L’ensemble des spécialistes consultés (médecins, psychologues et psychiatres, juristes, responsables d’associations) s’accordent à affirmer que la tolérance sociale à l’égard de cette forme de violence est le premier facteur de sa banalisation. La maltraitance domestique, en particulier sur les femmes, est très largement acceptée par la société algérienne. Selon plusieurs médecins consultés, très souvent, l’époux frappe sa femme sans motif précis. Ils ont également souligné le fait que, quand une femme battue ayant consulté une structure hospitalière obtient un certificat médical de moins de 15 jours d’arrêt de travail, la justice n’en tient en général pas compte, estimant qu’il s’agit là d’une affaire bénigne. Quant à la police, elle décourage le plus souvent les femmes qui se rendent dans ses locaux de porter plainte contre un mari ou un fils (" c’est honteux ", " il ne faut pas ", etc.).

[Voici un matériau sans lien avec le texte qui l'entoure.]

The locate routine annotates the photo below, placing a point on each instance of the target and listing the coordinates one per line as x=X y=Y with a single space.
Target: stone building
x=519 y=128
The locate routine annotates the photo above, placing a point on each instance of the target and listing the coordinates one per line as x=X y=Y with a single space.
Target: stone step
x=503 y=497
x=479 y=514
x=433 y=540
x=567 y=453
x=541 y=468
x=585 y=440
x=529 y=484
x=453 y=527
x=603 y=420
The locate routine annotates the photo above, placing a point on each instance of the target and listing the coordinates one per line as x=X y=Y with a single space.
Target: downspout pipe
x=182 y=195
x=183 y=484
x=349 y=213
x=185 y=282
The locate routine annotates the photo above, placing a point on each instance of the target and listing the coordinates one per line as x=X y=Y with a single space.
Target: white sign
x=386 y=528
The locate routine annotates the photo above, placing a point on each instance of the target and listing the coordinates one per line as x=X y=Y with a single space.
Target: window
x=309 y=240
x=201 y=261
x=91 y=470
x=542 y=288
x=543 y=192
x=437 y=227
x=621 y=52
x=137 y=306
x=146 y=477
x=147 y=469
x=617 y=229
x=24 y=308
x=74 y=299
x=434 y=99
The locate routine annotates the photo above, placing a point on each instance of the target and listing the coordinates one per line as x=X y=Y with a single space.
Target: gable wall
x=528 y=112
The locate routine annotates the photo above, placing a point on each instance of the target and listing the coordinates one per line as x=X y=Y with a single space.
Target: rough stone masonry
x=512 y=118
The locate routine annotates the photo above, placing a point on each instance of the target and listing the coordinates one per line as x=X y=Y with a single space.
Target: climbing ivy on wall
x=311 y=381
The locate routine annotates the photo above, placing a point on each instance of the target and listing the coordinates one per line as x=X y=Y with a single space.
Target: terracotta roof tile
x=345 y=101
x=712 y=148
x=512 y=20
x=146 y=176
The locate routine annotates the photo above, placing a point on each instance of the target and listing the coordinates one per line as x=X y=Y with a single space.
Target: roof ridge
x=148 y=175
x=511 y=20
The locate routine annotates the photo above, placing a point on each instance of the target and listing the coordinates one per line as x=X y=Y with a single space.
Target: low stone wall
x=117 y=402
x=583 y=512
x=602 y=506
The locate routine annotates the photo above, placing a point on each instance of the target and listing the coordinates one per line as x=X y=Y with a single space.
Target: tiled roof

L’acceptation sociale de cette violence, légitimée par une législation qui consacre sur tous les plans le privilège de masculinité, peut expliquer sa recrudescence au cours des derniers mois. Plusieurs expéditions punitives d’une rare brutalité ont eu lieu contre des femmes accusées de " débauche " ou de " prendre le travail des hommes ".

Devant cette situation, les autorités ne prennent aucune mesure significative. Aucune initiative n’a été prise ni sur le plan législatif, ni sur le plan pénal, ni en matière de prise en charge pour tenter de mettre fin à ce phénomène. Une réforme du Code pénal est toutefois en chantier, qui pourrait faciliter la possibilité pour les associations de se porter partie civile dans des affaires de viol ou de violences sexuelles.